Among the limitations of this study are the uncertainties in traffic and economic data, which affect the accuracy of damage estimations. Additionally, the limited scope of spatial and temporal data, along with the use of hypothetical data in simulations, may have influenced the results. Beyond the direct impact of traffic and the debris load from floodwaters on reducing vehicle speeds on highways, other limitations of this study can be addressed in future research. Therefore, future studies can enhance the accuracy and effectiveness of damage estimates and urban vulnerability reduction strategies by employing more realistic and comprehensive data, developing integrated flood forecasting models that consider the effects of climate change and urban development, and examining various flood management scenarios.

Ethical Considerations

Compliance with ethical guidelines
In this study, all ethical principles were observed.
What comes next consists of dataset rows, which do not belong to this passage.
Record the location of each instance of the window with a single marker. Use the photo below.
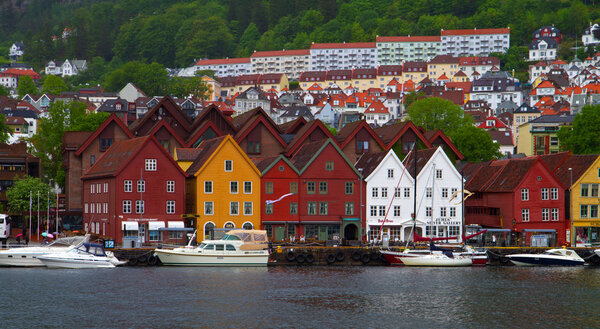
(554, 193)
(349, 188)
(525, 215)
(293, 208)
(312, 208)
(234, 208)
(545, 193)
(170, 207)
(141, 185)
(127, 185)
(323, 208)
(585, 189)
(396, 211)
(150, 165)
(349, 208)
(139, 206)
(524, 194)
(126, 207)
(545, 214)
(248, 208)
(322, 187)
Since no experiments on animal or human samples were conducted, no ethical code was obtained.

Funding
The paper was extracted from the thesis of the Mohammadreza Meraji. This research was financially supported by Space Research Center, Iranian Space Research Institute.

Authors' contributions
Visualization and software: Mohammad Reza Meraji, Jafar Yazdi, and Mohammad Shahsavandi; Conceptualization and methodology: Jafar Yazdi and Mohammad Shahsavandi; Validation, formal analysis, research, sources, and data collection: Mohammad Reza Meraji and Jafar Yazdi; Writing the original draft, reviewing, editing, supervising, and managing the project: Jafar Yazdi; Fundraising: Jamal Aghayari and Amirhossein Abdi.

Conflicts of interest
The authors declared no conflict of interest.